# Need help with Flat Screen TV decision



## JT11 (Jan 5, 2008)

My wife and I are looking to buy a Flat Screen TV.  We seem to both agree on the Vizio. I know they have a 42 inch at Sam's right now for a great price of about $890.  Does anyone have any reviews or suggestions for the Vizio product or any other product from that matter? Is there anything I should know specifically before buying a flat screen.  I know there is LCD and plasma, what exactly is the difference? I am new to the flat screens, so please feel free to tell mw anything you think I need to know. Thanks very much!


----------



## crappie hunter (Jan 5, 2008)

*Flat panel tv*

My wife and I have the same LCD tv that you are looking at.  We are very pleased with it.  Great picture, no problems at all with it.  On a scale of 1-10 I would give it a 10


----------



## acurasquirrel (Jan 5, 2008)

My parents have that TV and from what Ive seen of it, seems to be as good as the more expensive models.  The speakers arent that great so you may want to invest in a home audio system if you dont already have one.  I have a 32" Vizio that Im actually using as a monitor right now.  I like that Vizio offers a no bright pixel guarantee.


----------



## Todd E (Jan 5, 2008)

We have the Vizio LCD Flat Screen. Absolutely love it. Great pics on Dish Net HD Channels. Good pic on reg channels. Only drawback....like mentioned above....speaker. Half time I can't hear or understand and turn it up. Then when commercial comes on, it is so loud it's outrageous.


----------



## brkbowma (Jan 9, 2008)

I talked to a rep at Circuit City and they said the Vizios were being returned a lot w problems. According to Consumer Reports, the top two brands are Sony and Samsung. We bought a 40in Samsung from there for $1200 ,with 28 mo. no interest. Great TV, and the best picture quality.


----------



## FX Jenkins (Jan 9, 2008)

I bout the 37" Vizio LCD from costco mainly because of the 2 year warranty...but all of my tech friends say the Vizio's are about the best bang for the buck right now..


----------



## Rick Alexander (Jan 9, 2008)

*Here's some useful information*

to also consider when you buy.  Seems from this video that the 720 p screens have a pretty good advantage over the 1080i screens

http://www.youtube.com/watch?v=Z-JXfyvlPh0


----------



## stevetarget (Jan 28, 2008)

I have a 42 Vizio, no problems and looks great, the price was right.  plasma tvs are heavy compared to the LCD. the plasma is sandwiched between two sheets of glass. two 42 x 42 x .20 in pieces of glass are very heavy, add the frame and the rest and there you go. i wanted to bring my tv in the house by myself. you can't do that with a big plasma.
 I shopped all the big box stores like HH Greg and BB. I got tired of the bull from the commision guys. walmart you can walk in and walk out. NO bull


----------



## Scout-N-Hunt (Jan 28, 2008)

Bought a 46" Samsung 1.5 years ago, excellent pic & audio. Great TV for the money. Going to Best Buy today to pick up another one for the bedroom. They have 40" Samsungs on sale for about $1k w/ 36 months no interest. Saw the 32" & 37" Samsungs in Walmart at a good price also.

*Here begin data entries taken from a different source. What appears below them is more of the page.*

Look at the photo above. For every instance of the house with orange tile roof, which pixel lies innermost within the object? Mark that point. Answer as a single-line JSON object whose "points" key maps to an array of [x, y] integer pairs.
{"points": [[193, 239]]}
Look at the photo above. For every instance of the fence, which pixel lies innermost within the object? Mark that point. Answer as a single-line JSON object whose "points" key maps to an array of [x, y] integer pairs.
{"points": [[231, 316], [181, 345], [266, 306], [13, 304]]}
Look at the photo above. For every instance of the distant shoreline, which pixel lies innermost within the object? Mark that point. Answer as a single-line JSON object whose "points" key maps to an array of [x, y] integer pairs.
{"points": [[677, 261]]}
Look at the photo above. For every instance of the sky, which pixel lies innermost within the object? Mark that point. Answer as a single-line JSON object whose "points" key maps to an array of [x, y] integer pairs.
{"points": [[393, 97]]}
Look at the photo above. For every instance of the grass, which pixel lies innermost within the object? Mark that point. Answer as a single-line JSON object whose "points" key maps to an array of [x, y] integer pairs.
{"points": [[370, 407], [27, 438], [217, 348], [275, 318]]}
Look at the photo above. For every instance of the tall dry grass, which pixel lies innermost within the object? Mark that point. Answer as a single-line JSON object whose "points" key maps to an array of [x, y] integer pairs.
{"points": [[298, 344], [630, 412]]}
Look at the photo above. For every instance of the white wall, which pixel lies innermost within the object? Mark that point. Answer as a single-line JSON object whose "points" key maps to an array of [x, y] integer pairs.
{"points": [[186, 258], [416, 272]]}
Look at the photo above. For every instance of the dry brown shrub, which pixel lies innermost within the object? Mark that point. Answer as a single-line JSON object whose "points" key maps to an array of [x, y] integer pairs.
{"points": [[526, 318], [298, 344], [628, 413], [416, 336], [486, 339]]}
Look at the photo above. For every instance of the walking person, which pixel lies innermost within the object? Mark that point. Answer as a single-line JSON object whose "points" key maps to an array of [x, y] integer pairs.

 Another gent I work with is an electronice goo-roo and he has been thumbs up on Samsungs for quite some time now and still is. 

S-N-H


----------



## rutandstrut (Jan 28, 2008)

We purchased a 65" Toshiba HD DLP before Christmas and College Bowl Season. We also got the interest free financing and setup with this TV from Best Buy. We have been very pleased with this TV since getting it! Great Picture and it feels like you are in the game! We went with the DLP for seveal reasons. It is possibly the best picture available. This is debatable and depends on each individual. You get the most bang for the Buck Size versus Price with a DLP.


----------



## merc123 (Jan 28, 2008)

I'm in the same pickle!  I've got a list of comparisons and I'm torn between Philips or Vizio.  My neigbor has a 42" LCD Phillips that is awesome, but then I see the Vizio reviews and I just don't know.  Probably be a coin toss


----------



## DAWG FAN (Jan 30, 2008)

*tv*

I would stay away from the Vizio and go with the Samsung. I know people who have the vizio and have had problems. I have a 50" Samsung Plasma that is great. No problems and excellent picture quality. I paid $1200 for it at Circuit City. If you go to CC to purchase a tv check their prices on the net before going. They will be cheaper on the net and they will give you the net price in the store if you tell them. Also, if you are putting the tv in a bright room go with the LCD, and if you are putting it in a dark room go with the plasma.


----------



## shadow2 (Jan 31, 2008)

if you can afford it I would get a panasonic they were rated very high by consumer reports.  My wife and i baught one last summer and we are loving it.  I think that we found it for around 1000 or so.  it is a 40 in plasma.


----------



## Steady73 (Jan 31, 2008)

*Consumer Reports*

If you can get your hands on the Nov or Dec (not sure which month) edition of consumer reports, they have a very detailed section on DLP, LCD and plasma tv's. It helped me with my decision on the one I bought.


----------



## merc123 (Jan 31, 2008)

What did you buy?


----------



## Steady73 (Jan 31, 2008)

*Plasma*

50" Panasonic Plasma TV, I love it. It works best if you have a dark room or a room with a few windows.


----------



## dapper dan (Feb 17, 2008)

Whatever you end up buying, make sure you buy it from a wal-mart or a sams or costco. I have a 32in LCD made by Polaroid and it has a built in DVD player. I got it at walmart. Great picture and the extended warranty was cheap. I went to Best buy and couldn't find a 32LCD for the price i paid even with the warranty. I know Polaroid makes a 42in , not sure if it has the DVD player in it though.


----------



## DBM78 (Feb 20, 2008)

One of my friends bought a Samsung 61 inch DLP tv a couple years ago. Its rear projection and the blub has already burnt out after owning it for 2 years. It has a great picture but he's had a lot of problems. Everyone needs to be careful with what you clean the screen with do not use windex.


----------



## firebiker (Feb 20, 2008)

*Happy Vizio owner here
got a 32 inch Flat screen LCD.
my only reget is that I did'nt get the 42 inch.
so we have decided to get another one 46 inch and put the 32 in our bedroom.*


----------



## JerryC (Mar 16, 2008)

Consumer Reports and Clark Howard had great things to say about the Olevia brand, so I bought a 42" LCD from them and have been very very happy with it. In fact, when cable guys have come change out the cable box and do something else, they both commented on what a great picture it had, and they see a lot of tv's in the field. -JerryC

PS They're also one of the only ones either Made in USA or designed and assembled in the USA.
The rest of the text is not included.